A donation to a worthy cause doesn’t happen because the cause needs the money. It happens because the donor believes the story they’ll tell themselves about the donation is worth more than what the donation costs.

And a life-saving medicine that costs $4,000 won’t be purchased by someone who doesn’t have the resources to exchange for it.

This is one reason why it’s so profitable to sell luxury goods to billionaires who seek status. They regularly over-invest in their quest for standing, valuing it more highly than most people would, and they have the resources to spend on it. It doesn’t matter that the banana and duct tape artwork was cheap to produce or easy to replicate.

At the other end of this spectrum is a trained artisan, or a vendor at a craft fair. They show up, do the work and care a lot about what they’ve produced. But if the shopper doesn’t internalize a story about the product, or doesn’t have the resources to allocate, the sale won’t happen.
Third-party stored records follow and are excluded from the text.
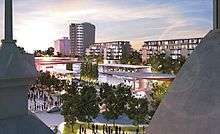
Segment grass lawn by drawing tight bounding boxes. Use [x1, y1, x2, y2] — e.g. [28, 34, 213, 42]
[63, 123, 146, 134]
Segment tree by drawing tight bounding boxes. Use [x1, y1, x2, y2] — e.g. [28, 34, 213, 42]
[147, 53, 186, 74]
[66, 63, 73, 71]
[61, 83, 80, 132]
[100, 83, 131, 124]
[127, 98, 148, 128]
[150, 82, 170, 114]
[78, 84, 100, 123]
[120, 51, 142, 65]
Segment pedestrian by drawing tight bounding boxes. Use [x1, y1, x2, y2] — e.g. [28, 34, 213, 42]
[102, 125, 105, 134]
[92, 124, 95, 134]
[95, 125, 99, 133]
[118, 127, 121, 134]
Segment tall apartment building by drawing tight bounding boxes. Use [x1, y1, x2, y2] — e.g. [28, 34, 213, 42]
[87, 41, 131, 64]
[141, 38, 202, 61]
[70, 22, 95, 57]
[54, 37, 71, 56]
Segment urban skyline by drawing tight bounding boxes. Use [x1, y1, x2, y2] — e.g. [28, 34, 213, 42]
[0, 0, 212, 52]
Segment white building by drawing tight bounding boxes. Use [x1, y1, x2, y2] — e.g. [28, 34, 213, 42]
[54, 37, 71, 56]
[141, 38, 202, 61]
[87, 41, 131, 64]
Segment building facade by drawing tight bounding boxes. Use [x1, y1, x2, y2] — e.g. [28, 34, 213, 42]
[87, 41, 131, 64]
[141, 38, 202, 61]
[70, 22, 95, 57]
[54, 37, 71, 56]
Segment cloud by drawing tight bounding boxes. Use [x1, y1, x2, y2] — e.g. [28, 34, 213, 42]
[0, 0, 212, 52]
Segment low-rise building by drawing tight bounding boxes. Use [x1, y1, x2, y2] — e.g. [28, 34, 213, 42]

There are two valuable lessons here:

  1. The empathy we bring to imagining what our customers need, want and dream of is always part of our work.
  2. Mastery of a craft does not guarantee its commercial viability.

Is there a market(place)?

Not all needs have a market (yet).

A market is a category. A market is a place with competition. In a market, people have habits and budgets and social pressure to engage. There are buyers and sellers.

In many cultures, there’s a market for all the items that go with a quinceanera, a birthday party for a 15-year-old girl. While girls in other cultures might want or need the sort of attention that comes with this extravaganza, there’s no existing market for it.

It’s tempting to be a market pioneer, to be the one who shows up with the first charge card, the first personal training firm or the first home computer. But it’s a challenging road.

It can be thrilling work, but because creators focus on needs not markets, they often fail to account for just how difficult it is to activate those needs and turn them into a thriving market.

If you’re in market-creation mode, it helps to call it that and be prepared for how difficult it might be.